Schweinshaxe mit Sauerkraut, Schnitzel mit Pommes und Bier – allein der Gedanke an einen Ratskeller lässt einem in den meisten deutschen Städten das Wasser im Mund zusammenlaufen. Nicht so in Frankfurt. Dort steht der Ratskeller im Römer seit mehr als drei Jahren leer. Während sich auf dem Römerberg die Touristen tummeln, ist es vor dem Eingang zum Ratskeller ruhig. Einzig der leere Glaskasten für die Speisekarte weist darauf hin, dass sich hinter den verschlossenen Holztüren einst eine Gastwirtschaft befand.

Dass der Ratskeller bis Anfang 2015 als Kantine für die Mitarbeiter der Stadtverwaltung gedient hat, ist den Passanten am Paulsplatz bekannt. Was seitdem dort passiert ist und wie es weitergeht, weiß dagegen niemand so recht. Schon damals gab es Kritik an der Art, wie sich Oberbürgermeister Peter Feldmann (SPD) um das Thema kümmerte, nämlich „stümperhaft“, wie der Grünen-Fraktionsvorsitzende Manuel Stock sagte. Eine Idee für die künftige Nutzung gibt es schon lange. Am Mittwochabend wurde sie während einer Veranstaltung von FDP und dem Förderverein Deutsches Apfelweinmuseum vorgestellt.

Museum mit Showküche

Ginge es nach den Veranstaltern, wäre im Ratskeller schon bald ein Apfelweinmuseum mit angeschlossener Gastronomie untergebracht. „Frankfurt ist weltweit bekannt als Stadt, in der Apfelwein eine tragende Rolle spielt“, begründet der Gastronomieberater Andreas Eggenwirth die Idee und fügt hinzu: „Apfelwein ist Frankfurt und gehört nach Frankfurt.“

Ein Konzept gibt es schon. Sogar, welcher Raum für welche Ausstellungsstücke genutzt werden soll, steht fest. „Der Ratskeller soll ein Hybrid aus Museum und kleiner Erlebniswelt sein“, findet der Architekt, Denkmalschützer und Konzeptentwickler Udo Mann. In fünf verschiedenen Abteilungen, die Namen wie „Vom Baum zum Bembel“, „Das Bembel-Kabinett“ und „The World of Apple Wine“ haben, soll das Museum über den Apfelwein und seine Herkunft aufklären. Das Herz bildet dabei ein Apfelweinrestaurant mit Showküche, in der regionale und saisonale Gerichte zubereitet werden sollen.

Stadt soll auf Pacht verzichten

Das Konzept umfasst auch eine Finanzierung. „Die derzeitige Kostenschätzung für den Umbau und die Realisierung des Museums liegt bei 1,2 Millionen Euro“, sagt Mann.

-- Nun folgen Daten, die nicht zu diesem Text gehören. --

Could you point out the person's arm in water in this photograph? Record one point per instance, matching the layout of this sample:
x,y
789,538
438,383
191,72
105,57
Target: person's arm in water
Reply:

Insgesamt 700 000 Euro Fördergeld von Stiftungen habe der Verein schon zugesagt bekommen.

„Wir wollen der Stadt mit diesem Projekt nicht auf der Tasche liegen“, sagt der Gastronom und Unterstützer der Idee, Thorsten Dorn. „Deshalb soll das Museum mit der Gastronomie querfinanziert werden.“ Außerdem müsse die Stadt als Eigentümer des Ratskellers zunächst einmal für drei Jahre auf die Pacht verzichten. „Wenn der Betrieb angelaufen ist, können wir dann neu verhandeln und eine angemessene Pacht bezahlen.“

Bewerbungsprozess als faire Lösung?

Die Idee liegt seit gut einem Jahr vor, ein Konzept zur Umgestaltung gibt es, die Finanzierung scheint zu einem erheblichen Teil geklärt zu sein. Wo liegt also das Problem? „Das Konzept ist geschrieben, wurde geprüft und vom Liegenschaftsamt für gut befunden“, sagt Dorn. Allerdings gebe es noch zwei weitere gastronomische Bewerber für den Ratskeller. „Durch die Umstrukturierung im Liegenschaftsamt weiß außerdem keiner mehr, wer zuständig ist.“ Seines Wissens liegt der Antrag seit einem halben Jahr beim Dezernat für Bau und Immobilien, davor sei der Oberbürgermeister zuständig gewesen. Eggenwirth sagt: „Es klemmt irgendwo.“

„Es sollte einen Einsendeschluss für Bewerbungen und klare Ab- oder Zusagen geben“, meint Mann. Für den Verein entstünden Schwierigkeiten durch die Verzögerung. „Alle Stiftungen, von denen wir Fördergelder zugesagt bekommen haben, warten auf die Zusage, dass das Museum einziehen darf“, erläutert Dorn. Irgendwann würden die Zusagen der Fördermittel auslaufen und die Stiftungen das Geld anderweitig vergeben.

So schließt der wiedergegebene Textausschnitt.